我需要创建一个服务来解析分页网站的信息并返回解析信息的迭代器。
为此,我经常使用流来解析链接。但是,我注意到如果在具有flatmap调用的java流上调用iterator(),则在返回第一次迭代之前会完全读取每个平面映射的流。如果其中一个流需要很长时间才能完成,或者是无限的,那么最终迭代器将永远不会返回迭代。
这是设计的吗?我应该采取不同的做法吗?看看下面的示例代码。注意使用foreach()和iterator()时输出如何变化。
package temp;
import java.util.Arrays;
import java.util.Iterator;
import java.util.concurrent.ThreadLocalRandom;
import java.util.function.Supplier;
import java.util.stream.Stream;
import java.util.stream.StreamSupport;
import com.google.common.collect.AbstractIterator;
public class StreamTest {
public static void main(String[] args) {
// set first iterable max index randomly
int MAX_INDEX = ThreadLocalRandom.current().nextInt(10, 20 + 1);
System.out.println("max index: " + MAX_INDEX);
// create slow iterable
Iterable<String> iterable1 = () -> new AbstractIterator<String>() {
private int index = -1;
@Override
protected String computeNext() {
index++;
if (index >= MAX_INDEX) {
return this.endOfData();
}
System.out.println("dummy computing index: " + index);
try {
Thread.sleep(500);
} catch (InterruptedException e) {
throw new java.lang.RuntimeException(e);
}
return "iterable " + index;
}
};
// create list
Iterable<String> iterable2 = Arrays.asList("list index 1", "list index 2", "list index 3");
// create a stream supplier
Supplier<Stream<String>> streamSupplier = () -> Arrays.asList(iterable1, iterable2).stream()

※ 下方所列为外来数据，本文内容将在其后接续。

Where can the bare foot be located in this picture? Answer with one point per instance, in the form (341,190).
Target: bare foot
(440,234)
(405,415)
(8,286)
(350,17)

.flatMap(i -> StreamSupport.stream(i.spliterator(), false));
// print using for each
System.out.println("\n***testing for each***");
streamSupplier.get().forEach(str -> {
System.out.println("for each - " + str);
});
System.out.println("\n***testing iterator***");
Iterator<String> iter = streamSupplier.get().iterator();
while (iter.hasNext()) {
System.out.println("iterator - " + iter.next());
}
}
}
以下是上述输出:
max index: 12
***testing for each***
dummy computing index: 0
for each - iterable 0
dummy computing index: 1
for each - iterable 1
dummy computing index: 2
for each - iterable 2
dummy computing index: 3
for each - iterable 3
dummy computing index: 4
for each - iterable 4
dummy computing index: 5
for each - iterable 5
dummy computing index: 6
for each - iterable 6
dummy computing index: 7
for each - iterable 7
dummy computing index: 8
for each - iterable 8
dummy computing index: 9
for each - iterable 9
dummy computing index: 10
for each - iterable 10
dummy computing index: 11
for each - iterable 11
for each - list index 1
for each - list index 2
for each - list index 3
***testing iterator***
dummy computing index: 0
dummy computing index: 1
dummy computing index: 2
dummy computing index: 3
dummy computing index: 4
dummy computing index: 5
dummy computing index: 6
dummy computing index: 7
dummy computing index: 8
dummy computing index: 9
dummy computing index: 10
dummy computing index: 11
iterator - iterable 0
iterator - iterable 1
iterator - iterable 2
iterator - iterable 3
iterator - iterable 4
iterator - iterable 5
iterator - iterable 6
iterator - iterable 7
iterator - iterable 8
iterator - iterable 9
iterator - iterable 10
iterator - iterable 11
iterator - list index 1
iterator - list index 2
iterator - list index 3
iterator()和foreach()不应该有相同的输出吗?